Vagrant box most similar to Amazon EC2 instances

Solution 1:

NOTE: This answer is not about finding a vagrant box for "Amazon Linux". This answer is about helping the original poster solve the goal of using the same system in production as in dev, which happens to be Ubuntu. As you can see in the comments below, OP agreed this would solve his problem.


Canonical provides official Ubuntu AMIs on EC2 and corresponding official Vagrant boxes for download.

For Ubuntu 12.04 Precise, the AMIs are listed at

http://cloud-images.ubuntu.com/precise/current/

and the Vagrant boxes are listed at

http://cloud-images.ubuntu.com/vagrant/precise/current/

You can use this to start with the same base config on EC2 as you are using locally in dev.

Solution 2:

No, there is no way to use Amazon Linux outside of EC2. If you want to use a Red Hat Enterprise Linux derivative (which Amazon Linux is), I recommend using CentOS 6 both in Vagrant and on EC2. You will find many CentOS base boxes here, and the official AMIs are listed here.


Solution 3:

On 13-Dec-2017, Amazon released Amazon Linux 2. With this Amazon now provides downloadable images that will run in VirtualBox, VMWare, MS Hyper-V.

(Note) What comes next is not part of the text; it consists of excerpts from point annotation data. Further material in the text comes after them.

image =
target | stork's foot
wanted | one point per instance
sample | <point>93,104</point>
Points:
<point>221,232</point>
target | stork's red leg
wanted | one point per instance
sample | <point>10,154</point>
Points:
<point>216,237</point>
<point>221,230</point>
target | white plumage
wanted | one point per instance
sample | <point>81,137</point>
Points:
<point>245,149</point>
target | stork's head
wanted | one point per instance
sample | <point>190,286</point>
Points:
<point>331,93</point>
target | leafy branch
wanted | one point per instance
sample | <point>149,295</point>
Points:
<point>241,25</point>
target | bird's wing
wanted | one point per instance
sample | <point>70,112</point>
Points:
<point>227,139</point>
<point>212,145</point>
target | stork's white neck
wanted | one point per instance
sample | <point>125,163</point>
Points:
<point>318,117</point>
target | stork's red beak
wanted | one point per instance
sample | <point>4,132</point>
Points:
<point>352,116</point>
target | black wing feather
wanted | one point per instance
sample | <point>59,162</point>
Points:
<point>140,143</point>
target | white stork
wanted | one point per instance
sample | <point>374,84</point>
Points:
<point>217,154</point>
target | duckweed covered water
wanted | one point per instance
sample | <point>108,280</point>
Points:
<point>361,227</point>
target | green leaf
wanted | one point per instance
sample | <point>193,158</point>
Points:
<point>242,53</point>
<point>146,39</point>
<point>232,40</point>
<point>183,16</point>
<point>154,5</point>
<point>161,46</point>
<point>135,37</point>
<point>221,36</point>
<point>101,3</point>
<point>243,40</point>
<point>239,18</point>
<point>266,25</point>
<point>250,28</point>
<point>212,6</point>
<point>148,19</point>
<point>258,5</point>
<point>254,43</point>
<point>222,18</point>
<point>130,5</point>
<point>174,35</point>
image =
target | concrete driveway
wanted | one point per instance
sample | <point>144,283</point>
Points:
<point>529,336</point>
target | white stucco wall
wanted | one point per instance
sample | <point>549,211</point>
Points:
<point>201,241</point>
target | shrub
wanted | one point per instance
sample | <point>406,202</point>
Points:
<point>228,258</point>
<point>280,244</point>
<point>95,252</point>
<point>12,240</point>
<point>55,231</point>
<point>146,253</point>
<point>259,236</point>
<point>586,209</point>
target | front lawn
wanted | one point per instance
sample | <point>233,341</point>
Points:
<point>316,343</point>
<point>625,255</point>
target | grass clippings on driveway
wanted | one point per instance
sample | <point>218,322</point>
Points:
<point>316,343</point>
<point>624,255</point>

Prior to this, you did have the option to use the Amazon ECS Docker image. That continues to be available for both v1 and v2.

Have a look at Running Amazon Linux 2 as a Virtual Machine On-Premises.

I suspect someone will publish a vagrant box soon. In the interrim, it is fairly easy to build a base box yourself.


Solution 4:

Also worth taking a look at http://www.packer.io it can be used to give you exactly the same ami image for your external vagrant


Solution 5:

Amazon Linux is based on Redhat/CentOS, so the names will match more closely if you run one of those locally.

Debian/Ubuntu based Linux OSes change up the package names, e.g. "dev" instead of "devel" as a suffix for development packages.

Btw, you might want to check out the output of "rpm -qa" on an Amazon Linux instance, munge it to match CentOS/Redhat package names, and then think creating your own OS version that closely matches Amazon's.